Qualcosa in più si capirà con la presentazione da parte del Mef del piano di sviluppo strutturale da presentare in Europa e con il quale gli Stati membri devono illustrare alla Commissione la programmazione finanziaria per i prossimi 5 anni e la “traiettoria” in sette per contenere la spesa primaria. In questa logica l’extragettito – soltanto nella parte strutturale dell’aumento dei ricavi fiscali – potrebbe essere utile per invertire il cosiddetto andamento, con ripercussioni positive sull’entità del deficit e di riflesso del debito.

Se il governo, poi, decidesse di alzare l’asticella della crescita dall’1 all’1,2 per cento – sfruttando per esempio l’andamento del turismo, la crescita dell’export e la piena occupazione – ci si potrebbe trovare forse con quattro miliardi di risorse in più utili al rilancio del Paese. Senza contare che il 23 settembre l’Istat si appresta a pubblicare la nuova revisione dei conti nazionali.

Fin qui le ipotesi. Poi ci sono le certezze. Come le richieste di spesa presentate già a luglio al Mef dai principali ministeri, che facilmente troveranno sponsor in Parlamento.

Il Mimit, per esempio, ha già chiarito la sua strategia per rafforzare i principali incentivi alle imprese. In questa direzione si vogliono aumentare le risorse per i contratti di sviluppo – utilizzati in questi anni spesso anche per risolvere crisi aziendali – i contratti di innovazione, la cosiddetta legge Sabadini principale sfogo per l’acquisto di nuovi macchinari contratti innovazione e il Piano Casa. Cioè la strategia portata avanti con Confindustria per garantire – anche con appositi incentivi – abitazioni a prezzi calmierati per i dipendenti del manifatturiero, spesso poco restii a trasferirsi dove c’è lavoro. Misure che valgono anche uno sforzo per i conti pubblici tra gli uno e i due miliardi di euro in più.

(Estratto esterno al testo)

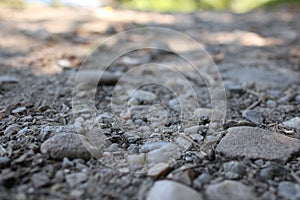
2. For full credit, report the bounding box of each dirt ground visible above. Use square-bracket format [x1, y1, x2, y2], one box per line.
[0, 4, 300, 199]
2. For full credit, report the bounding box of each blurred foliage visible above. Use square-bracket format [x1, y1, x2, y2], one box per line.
[0, 0, 25, 8]
[118, 0, 300, 13]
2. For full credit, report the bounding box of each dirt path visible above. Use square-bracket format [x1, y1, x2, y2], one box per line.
[0, 7, 300, 199]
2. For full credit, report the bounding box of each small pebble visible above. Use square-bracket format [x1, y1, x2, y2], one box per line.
[243, 110, 264, 125]
[146, 180, 203, 200]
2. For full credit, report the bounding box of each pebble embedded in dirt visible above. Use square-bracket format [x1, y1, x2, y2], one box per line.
[0, 75, 20, 85]
[41, 133, 91, 160]
[66, 172, 88, 188]
[4, 124, 22, 137]
[146, 180, 203, 200]
[278, 181, 300, 200]
[129, 90, 157, 105]
[193, 172, 212, 188]
[282, 117, 300, 130]
[223, 161, 247, 179]
[147, 163, 170, 178]
[243, 110, 263, 125]
[31, 172, 50, 188]
[216, 126, 300, 162]
[205, 180, 256, 200]
[146, 143, 180, 166]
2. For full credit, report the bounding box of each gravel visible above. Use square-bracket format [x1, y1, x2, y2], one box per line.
[146, 180, 202, 200]
[205, 180, 256, 200]
[216, 126, 300, 162]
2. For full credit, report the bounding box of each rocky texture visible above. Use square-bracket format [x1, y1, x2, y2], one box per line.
[146, 180, 202, 200]
[205, 181, 256, 200]
[278, 181, 300, 200]
[41, 133, 91, 160]
[243, 110, 263, 125]
[282, 117, 300, 130]
[216, 126, 300, 162]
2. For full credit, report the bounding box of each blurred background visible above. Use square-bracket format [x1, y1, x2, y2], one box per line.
[0, 0, 300, 13]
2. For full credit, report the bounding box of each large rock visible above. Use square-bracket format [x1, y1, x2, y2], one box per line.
[41, 133, 91, 160]
[146, 180, 203, 200]
[205, 180, 256, 200]
[216, 126, 300, 162]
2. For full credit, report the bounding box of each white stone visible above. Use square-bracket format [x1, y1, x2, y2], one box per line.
[146, 180, 203, 200]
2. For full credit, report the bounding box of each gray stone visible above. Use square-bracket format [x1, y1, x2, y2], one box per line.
[259, 163, 288, 181]
[140, 142, 168, 153]
[266, 99, 277, 108]
[131, 90, 157, 104]
[225, 82, 244, 93]
[4, 124, 22, 136]
[11, 106, 27, 114]
[190, 134, 204, 143]
[147, 163, 170, 178]
[0, 145, 7, 156]
[66, 172, 88, 188]
[38, 125, 77, 142]
[124, 131, 141, 144]
[175, 136, 192, 151]
[278, 181, 300, 200]
[0, 75, 20, 84]
[146, 143, 179, 165]
[193, 173, 212, 187]
[223, 67, 299, 89]
[0, 157, 10, 169]
[223, 161, 247, 179]
[282, 117, 300, 130]
[41, 133, 91, 160]
[243, 110, 264, 125]
[295, 94, 300, 104]
[183, 126, 200, 135]
[168, 99, 181, 112]
[62, 158, 74, 168]
[31, 172, 50, 188]
[216, 126, 300, 162]
[205, 180, 256, 200]
[146, 180, 203, 200]
[127, 154, 145, 172]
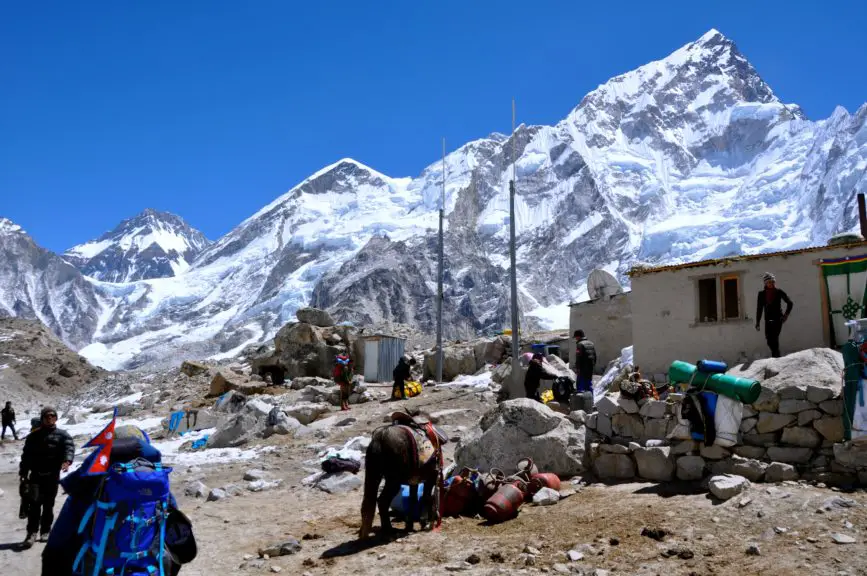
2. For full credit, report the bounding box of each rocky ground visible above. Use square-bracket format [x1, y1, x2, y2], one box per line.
[0, 368, 867, 576]
[0, 318, 105, 408]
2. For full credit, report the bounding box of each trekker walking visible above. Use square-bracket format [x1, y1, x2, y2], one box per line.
[18, 406, 75, 548]
[331, 354, 352, 410]
[0, 402, 18, 440]
[756, 272, 794, 358]
[572, 330, 596, 392]
[391, 356, 415, 400]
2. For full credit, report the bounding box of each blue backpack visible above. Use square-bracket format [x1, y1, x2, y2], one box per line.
[72, 458, 172, 576]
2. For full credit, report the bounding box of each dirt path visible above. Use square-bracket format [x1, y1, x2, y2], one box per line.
[0, 393, 867, 576]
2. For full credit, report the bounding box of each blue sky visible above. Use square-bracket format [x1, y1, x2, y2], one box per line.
[0, 0, 867, 251]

Non meno onerosi rischiano di essere i rinnovi dei contratti per i dipendenti pubblici. I soldi per il Pubblico impiego dovrebbero oscillare attorno al miliardo di euro, che andranno ad aggiungersi agli 8 miliardi stanziati lo scorso anno per il rinnovo del contratto 2022-2024. Sul fronte della sanità per i stipendi a medici e infermieri bisognerà trovare circa 2 miliardi in più, soldi necessari per evitare la fuga dei sanitari dagli ospedali.

Capitolo Zes unica per il Mezzogiorno: lo scorso anno il governo ha allocato 1,8 miliardi per gli incentivi. Il boom di richieste di finanziamenti per macchinari e capannoni ha spinto il governo a portare il totale a 3,6 miliardi. Una cifra più alta che potrebbe essere anche inserita in questa manovra. Tra le priorità del governo c’è quella di rilanciare il ceto medio. In questa direzione il viceministro dell’Economia sta lavorando anche per alleggerire la fiscalità dei redditi sopra i 50mila euro. Ma potrebbero esserci altre misure su questo fronte. Sempre dal Mef il viceministro Federico Freni ha rilanciato un provvedimento che sta molto a cuore alla Lega: «Se per ceto medio intendiamo la classe dei liberi professionisti abbiamo già detto che la flat tax sarà confermata e stiamo lavorando per alzarla». Forza Italia, invece, continua a chiedere a gran voce un ritocco sulle pensioni minime. Sul punto Giorgia Meloni ha già garantito continuità rispetto allo scorso anno, «per una rivalutazione piena di tutte le pensioni che arrivavano fino a 2.270 euro, garantendo che fossero adeguate pienamente al costo della vita» e «una rivalutazione al 120% per le pensioni minime, che sono cresciute in modo significativo». Quella perequazione è costata quasi un miliardo, ma gli azzurri premono per aumentare le risorse per questi assegni.